Es hora de despertarse.

Siempre hay una hora marcando nuestras vidas.

Poco a poco Consuelo fue tomando un espacio en la familia, los poemas fueron menguando y esos momentos de introspección quedaron acotados a los cigarrillos en el balcón. Durante los primeros años se acordaba de la habitación propia de Virginia Wolf y se reía de ese emblema feminista. Dejaba a las mujeres adentro y admiraba su barrio de tintes comunistas, esa colmena construida para los despojos del fascismo.


Candela bebió de él su angustia política y, como toda adolescente, encontró arropo en la cuna que forma la u de utopía. Vestía atuendos punk y se pinchaba las orejas con amigas. Su papá se reflejaba en su adolescencia. Su papá que fue torturado por repartir panfletos políticos, que se largó a Londres a vivir en una casa okupa y que volvió con el entusiasmo en el pecho tras la muerte de aquel hijo puta de tres cuartos, se enorgullecía de esa rebelde con causa.


Candela, dame la mano para cruzar este malpaso. Dame la mano, que no me encuentro en estos tiempos. Dame la mano, que me falta el aliento y mis ojos están cegados. Ahora Candela vivía en Ciudad de México y trabajaba en una pequeña productora de documentales. Es cierto que mantenía su ánimo despierto, que coloreaba su mirada, que le transmitía nuevos sabores. Pero ella estaba allá, tan lejos, y él estaba aquí, tan lejos, que sus soledades eran agujeros negros tragando con voracidad los instantáneos chispazos de las telecomunicaciones.


Mariano, con su tapabocas, llegó al mercado. Paloma, de la edad de su hija, le tendió su cesta de verduras e intercambiaron esa complicidad cotidiana de la gente de barrio.

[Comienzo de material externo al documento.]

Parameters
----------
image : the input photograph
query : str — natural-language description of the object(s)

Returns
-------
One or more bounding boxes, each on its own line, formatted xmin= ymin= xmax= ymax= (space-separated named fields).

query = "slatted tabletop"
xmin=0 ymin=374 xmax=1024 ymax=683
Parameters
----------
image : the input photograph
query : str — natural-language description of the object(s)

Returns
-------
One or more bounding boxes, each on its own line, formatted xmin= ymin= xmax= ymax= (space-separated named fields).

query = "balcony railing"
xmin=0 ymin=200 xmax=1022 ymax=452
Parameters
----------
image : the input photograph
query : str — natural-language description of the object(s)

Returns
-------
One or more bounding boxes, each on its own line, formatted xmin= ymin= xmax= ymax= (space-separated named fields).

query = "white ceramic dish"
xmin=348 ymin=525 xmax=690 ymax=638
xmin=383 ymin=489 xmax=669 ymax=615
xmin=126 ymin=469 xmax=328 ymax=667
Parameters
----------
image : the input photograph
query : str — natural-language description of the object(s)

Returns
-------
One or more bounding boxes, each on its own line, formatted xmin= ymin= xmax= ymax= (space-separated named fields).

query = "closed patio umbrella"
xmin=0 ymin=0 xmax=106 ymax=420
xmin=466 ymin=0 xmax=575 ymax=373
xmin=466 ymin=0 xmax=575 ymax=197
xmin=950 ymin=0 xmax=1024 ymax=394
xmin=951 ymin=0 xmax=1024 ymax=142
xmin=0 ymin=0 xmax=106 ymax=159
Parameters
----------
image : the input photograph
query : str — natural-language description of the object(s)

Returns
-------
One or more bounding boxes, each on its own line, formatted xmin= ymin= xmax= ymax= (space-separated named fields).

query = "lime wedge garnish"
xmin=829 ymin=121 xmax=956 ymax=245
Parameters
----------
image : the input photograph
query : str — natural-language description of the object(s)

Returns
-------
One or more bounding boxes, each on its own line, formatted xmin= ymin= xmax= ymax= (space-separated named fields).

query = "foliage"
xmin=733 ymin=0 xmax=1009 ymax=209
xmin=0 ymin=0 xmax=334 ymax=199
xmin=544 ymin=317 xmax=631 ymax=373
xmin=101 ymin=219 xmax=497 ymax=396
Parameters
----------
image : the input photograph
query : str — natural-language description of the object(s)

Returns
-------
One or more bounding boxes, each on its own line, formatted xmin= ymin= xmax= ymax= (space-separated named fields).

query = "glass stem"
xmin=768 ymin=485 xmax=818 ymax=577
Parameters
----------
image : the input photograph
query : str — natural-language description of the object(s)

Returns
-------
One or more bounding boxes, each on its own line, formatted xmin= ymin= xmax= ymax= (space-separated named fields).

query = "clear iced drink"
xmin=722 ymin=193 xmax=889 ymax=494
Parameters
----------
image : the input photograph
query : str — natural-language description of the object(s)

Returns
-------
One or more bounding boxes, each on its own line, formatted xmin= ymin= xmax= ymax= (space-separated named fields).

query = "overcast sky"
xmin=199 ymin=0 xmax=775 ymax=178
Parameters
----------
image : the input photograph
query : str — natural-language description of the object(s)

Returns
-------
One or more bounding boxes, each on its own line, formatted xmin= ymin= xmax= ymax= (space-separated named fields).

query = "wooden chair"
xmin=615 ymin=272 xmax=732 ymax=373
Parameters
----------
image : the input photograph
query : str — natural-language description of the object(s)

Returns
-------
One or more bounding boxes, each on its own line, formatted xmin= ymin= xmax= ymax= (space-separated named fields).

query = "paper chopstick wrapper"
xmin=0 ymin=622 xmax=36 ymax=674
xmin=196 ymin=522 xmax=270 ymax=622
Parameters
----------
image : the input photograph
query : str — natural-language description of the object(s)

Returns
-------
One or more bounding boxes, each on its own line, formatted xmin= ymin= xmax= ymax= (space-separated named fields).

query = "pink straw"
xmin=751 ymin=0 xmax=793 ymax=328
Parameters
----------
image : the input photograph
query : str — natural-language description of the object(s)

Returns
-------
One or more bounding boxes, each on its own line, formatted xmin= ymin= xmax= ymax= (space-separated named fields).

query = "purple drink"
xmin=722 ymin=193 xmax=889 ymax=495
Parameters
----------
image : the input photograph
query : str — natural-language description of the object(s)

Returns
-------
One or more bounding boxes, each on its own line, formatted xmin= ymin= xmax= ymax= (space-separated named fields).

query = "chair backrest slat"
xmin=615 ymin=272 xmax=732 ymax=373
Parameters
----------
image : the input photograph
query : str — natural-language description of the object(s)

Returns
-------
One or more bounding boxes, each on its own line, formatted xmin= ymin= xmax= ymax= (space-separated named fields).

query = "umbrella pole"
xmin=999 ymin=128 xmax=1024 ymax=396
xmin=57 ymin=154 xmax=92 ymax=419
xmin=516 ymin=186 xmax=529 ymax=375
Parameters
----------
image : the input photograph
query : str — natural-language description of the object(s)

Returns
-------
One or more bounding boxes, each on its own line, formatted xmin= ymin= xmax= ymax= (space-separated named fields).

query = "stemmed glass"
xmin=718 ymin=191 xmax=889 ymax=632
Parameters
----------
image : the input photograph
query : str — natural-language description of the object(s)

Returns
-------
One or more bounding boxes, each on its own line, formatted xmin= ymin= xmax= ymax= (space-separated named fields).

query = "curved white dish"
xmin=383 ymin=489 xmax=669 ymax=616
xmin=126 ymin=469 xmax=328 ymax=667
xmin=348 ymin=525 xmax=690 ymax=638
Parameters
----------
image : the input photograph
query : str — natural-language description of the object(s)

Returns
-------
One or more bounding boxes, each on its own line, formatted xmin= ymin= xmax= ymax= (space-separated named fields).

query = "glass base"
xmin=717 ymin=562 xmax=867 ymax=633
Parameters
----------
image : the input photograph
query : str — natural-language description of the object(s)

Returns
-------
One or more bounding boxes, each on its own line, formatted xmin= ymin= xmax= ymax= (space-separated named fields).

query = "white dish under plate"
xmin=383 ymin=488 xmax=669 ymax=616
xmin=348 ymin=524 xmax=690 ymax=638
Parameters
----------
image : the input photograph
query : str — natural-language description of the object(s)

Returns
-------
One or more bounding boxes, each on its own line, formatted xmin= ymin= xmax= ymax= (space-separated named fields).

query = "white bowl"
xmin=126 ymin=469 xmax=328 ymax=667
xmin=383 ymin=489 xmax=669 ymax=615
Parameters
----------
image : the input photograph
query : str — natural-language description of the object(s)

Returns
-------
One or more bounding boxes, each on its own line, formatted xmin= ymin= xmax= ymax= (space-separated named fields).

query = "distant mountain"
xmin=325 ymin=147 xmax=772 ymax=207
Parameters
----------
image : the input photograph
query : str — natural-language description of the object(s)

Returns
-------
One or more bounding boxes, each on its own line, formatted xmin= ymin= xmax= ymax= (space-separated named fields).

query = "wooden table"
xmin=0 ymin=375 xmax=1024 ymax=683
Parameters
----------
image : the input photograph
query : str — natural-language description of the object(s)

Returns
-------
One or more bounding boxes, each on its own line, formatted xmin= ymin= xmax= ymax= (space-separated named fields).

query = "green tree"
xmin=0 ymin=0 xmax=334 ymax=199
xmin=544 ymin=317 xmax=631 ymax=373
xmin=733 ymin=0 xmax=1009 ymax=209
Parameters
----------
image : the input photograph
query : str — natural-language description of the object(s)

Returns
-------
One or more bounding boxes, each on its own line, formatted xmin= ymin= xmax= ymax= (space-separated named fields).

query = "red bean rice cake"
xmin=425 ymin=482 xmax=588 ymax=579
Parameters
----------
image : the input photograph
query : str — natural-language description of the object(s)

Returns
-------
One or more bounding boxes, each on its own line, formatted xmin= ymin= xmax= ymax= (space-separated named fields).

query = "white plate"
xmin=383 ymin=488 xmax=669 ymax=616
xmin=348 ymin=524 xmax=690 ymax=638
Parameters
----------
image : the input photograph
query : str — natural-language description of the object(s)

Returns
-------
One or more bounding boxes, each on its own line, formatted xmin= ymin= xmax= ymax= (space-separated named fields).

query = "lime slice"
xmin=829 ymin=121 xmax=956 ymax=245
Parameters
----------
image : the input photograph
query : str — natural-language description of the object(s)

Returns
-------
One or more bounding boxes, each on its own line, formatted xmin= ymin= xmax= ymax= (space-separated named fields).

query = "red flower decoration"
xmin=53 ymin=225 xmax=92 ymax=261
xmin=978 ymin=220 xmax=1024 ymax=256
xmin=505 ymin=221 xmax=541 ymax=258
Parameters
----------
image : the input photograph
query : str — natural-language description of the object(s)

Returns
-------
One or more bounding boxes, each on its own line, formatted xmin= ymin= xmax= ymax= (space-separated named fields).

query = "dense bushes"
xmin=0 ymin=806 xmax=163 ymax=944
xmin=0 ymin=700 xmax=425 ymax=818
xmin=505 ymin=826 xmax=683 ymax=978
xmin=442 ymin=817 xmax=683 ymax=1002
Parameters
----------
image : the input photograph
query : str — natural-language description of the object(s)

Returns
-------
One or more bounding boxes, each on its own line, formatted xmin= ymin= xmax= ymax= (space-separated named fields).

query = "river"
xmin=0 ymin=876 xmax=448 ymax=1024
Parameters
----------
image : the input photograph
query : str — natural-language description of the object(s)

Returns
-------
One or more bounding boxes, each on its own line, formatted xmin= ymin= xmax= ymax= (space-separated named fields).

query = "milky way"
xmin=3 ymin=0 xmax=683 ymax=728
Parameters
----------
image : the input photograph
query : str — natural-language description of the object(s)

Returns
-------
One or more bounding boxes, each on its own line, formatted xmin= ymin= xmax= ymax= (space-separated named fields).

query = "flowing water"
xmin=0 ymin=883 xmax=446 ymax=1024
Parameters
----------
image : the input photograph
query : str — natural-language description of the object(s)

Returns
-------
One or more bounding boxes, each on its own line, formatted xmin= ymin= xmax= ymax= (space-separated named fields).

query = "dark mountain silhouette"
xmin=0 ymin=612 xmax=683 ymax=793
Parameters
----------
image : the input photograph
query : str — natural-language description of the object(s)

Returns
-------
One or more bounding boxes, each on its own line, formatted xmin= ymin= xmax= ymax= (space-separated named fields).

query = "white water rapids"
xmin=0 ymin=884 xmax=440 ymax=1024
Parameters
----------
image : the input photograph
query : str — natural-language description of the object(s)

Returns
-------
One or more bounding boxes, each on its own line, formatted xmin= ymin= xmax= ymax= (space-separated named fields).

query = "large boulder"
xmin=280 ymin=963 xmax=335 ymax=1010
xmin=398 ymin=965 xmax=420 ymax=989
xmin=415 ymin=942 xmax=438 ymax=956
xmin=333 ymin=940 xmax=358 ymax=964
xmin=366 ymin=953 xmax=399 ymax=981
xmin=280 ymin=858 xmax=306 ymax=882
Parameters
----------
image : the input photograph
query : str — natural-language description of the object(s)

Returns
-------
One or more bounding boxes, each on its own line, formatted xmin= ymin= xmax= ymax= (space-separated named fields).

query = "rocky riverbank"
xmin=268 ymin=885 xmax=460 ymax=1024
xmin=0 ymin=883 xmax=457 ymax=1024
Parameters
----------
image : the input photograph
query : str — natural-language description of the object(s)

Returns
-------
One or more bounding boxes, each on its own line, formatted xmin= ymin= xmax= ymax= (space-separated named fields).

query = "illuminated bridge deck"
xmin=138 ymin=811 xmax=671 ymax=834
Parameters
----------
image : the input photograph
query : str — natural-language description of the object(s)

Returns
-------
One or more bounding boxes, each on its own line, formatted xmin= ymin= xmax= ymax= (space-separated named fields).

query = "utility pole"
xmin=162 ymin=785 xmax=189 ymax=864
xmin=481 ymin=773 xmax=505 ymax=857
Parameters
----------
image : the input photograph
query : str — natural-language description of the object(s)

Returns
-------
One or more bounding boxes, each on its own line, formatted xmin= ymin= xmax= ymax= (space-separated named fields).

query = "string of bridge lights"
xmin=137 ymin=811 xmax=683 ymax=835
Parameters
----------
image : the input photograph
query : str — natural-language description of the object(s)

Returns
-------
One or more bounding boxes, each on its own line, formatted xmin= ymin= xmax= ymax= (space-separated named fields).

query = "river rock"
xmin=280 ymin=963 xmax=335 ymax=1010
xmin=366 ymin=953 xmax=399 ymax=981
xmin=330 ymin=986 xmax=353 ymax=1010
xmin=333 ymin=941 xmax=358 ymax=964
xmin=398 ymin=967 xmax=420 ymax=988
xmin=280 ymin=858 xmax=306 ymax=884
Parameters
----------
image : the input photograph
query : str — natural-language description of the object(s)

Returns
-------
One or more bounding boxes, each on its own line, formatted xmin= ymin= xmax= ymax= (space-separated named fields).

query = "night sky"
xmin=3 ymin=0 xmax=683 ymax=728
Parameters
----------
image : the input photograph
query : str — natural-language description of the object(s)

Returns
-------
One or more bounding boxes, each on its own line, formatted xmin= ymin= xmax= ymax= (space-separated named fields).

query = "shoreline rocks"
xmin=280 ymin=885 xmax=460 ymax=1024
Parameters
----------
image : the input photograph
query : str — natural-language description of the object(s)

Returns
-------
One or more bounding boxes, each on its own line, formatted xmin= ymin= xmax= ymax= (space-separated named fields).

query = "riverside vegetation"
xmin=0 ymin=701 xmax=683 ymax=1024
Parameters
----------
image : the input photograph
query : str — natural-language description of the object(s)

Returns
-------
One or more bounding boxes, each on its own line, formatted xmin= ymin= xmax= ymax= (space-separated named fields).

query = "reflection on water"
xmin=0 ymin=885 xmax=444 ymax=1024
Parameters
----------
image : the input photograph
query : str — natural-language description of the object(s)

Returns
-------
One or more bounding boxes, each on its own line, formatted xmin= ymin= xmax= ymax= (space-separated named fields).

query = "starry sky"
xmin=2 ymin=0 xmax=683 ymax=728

Todo marchaba bien, sin sobresaltos, sin novedades, sin ilusiones. Se cruzó con esos cuatro o cinco conocidos de conversaciones vacías, buscó refugio en la terraza del bar y se quedó absorbiendo sol como una planta. Los ojos cerrados, era musgo, era carne descomponiéndose, era llanto estancado. Llovía pesares. Todo estaba calmo, sin novedades, sin presente, solo acariciando una idea de futuro exasperante que no llegaba.


Recibió un mensaje:


- Papá, papito, ya no hay carretas de tacos en las calles. Ahora que la ciudad está tan desolada y yo estoy tan arrasada entiendo cuánto te echo en falta. Quiéreme con ese silencio tuyo, que me llega muy hondo.


Tenía una hija valiente, siempre lo había sabido. No hay mayor valentía que amar al mundo sin encontrar sentido en la vida. Pagó su cerveza y volvió a casa.